Baba Ezra Dikki is posted to Majinga among the Kambari people of Niger State, Nigeria. He worked among this group for twenty-four years, extending the Christian church. A student commented that Dikki’s heart was always broken by the things that break the heart of Jesus.

April 15, 1958

Baptism at Wheaton College of Dayuma, the Waodani (Auca) woman whose conversion helped win her tribe to Christ.

April 15, 1970

Death of Wang Liming in a communist labor camp in China, where she had been imprisoned on spurious evidence. When taken from her family she had declared, “I am carrying the cross of Jesus Christ.” Wang had been head of the Chinese branch of the Women’s Christian Temperance Union and active in much Christian work and in women’s causes.

April 15, 1983

Death of Corrie ten Boom on her ninety-first birthday (born this day in 1892).
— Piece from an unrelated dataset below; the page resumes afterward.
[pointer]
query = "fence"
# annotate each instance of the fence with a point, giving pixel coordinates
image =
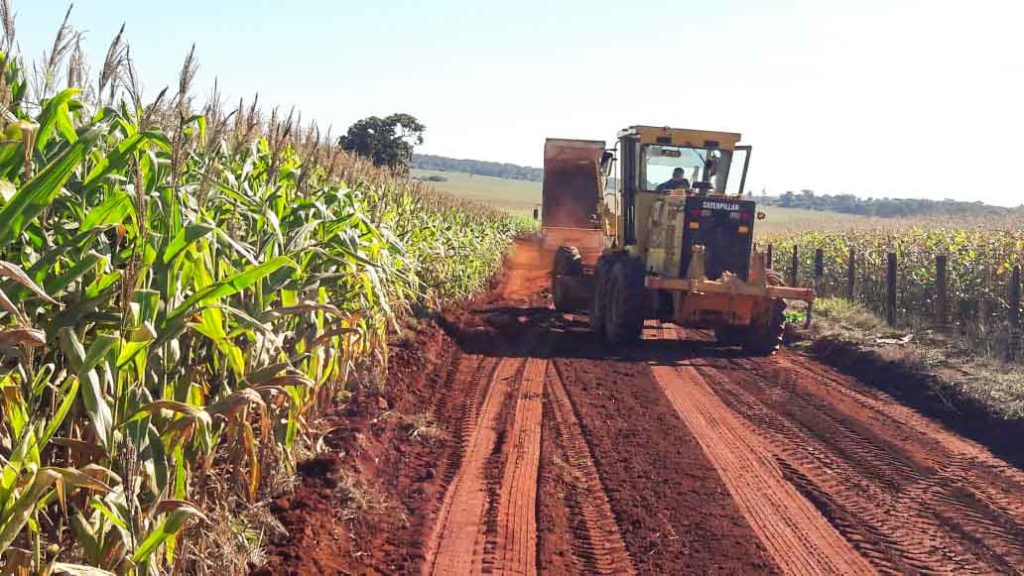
(942, 297)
She had spent time in a concentration camp for sheltering Jews from Nazis and became an international speaker after World War II.

April 15, 2011

Lao People’s Army members, assisted by Vietnamese troops, rape and kill four Christian women of the Hmong tribe, forcing their families to watch. When large numbers of Christians march in peaceful protest a few days later because of this atrocity, dozens will be killed, hundreds wounded, and many arrested.

April 15, 2019

The centuries-old Cathedral of Notre Dame in Paris burns for hours and the main structure is severely damaged.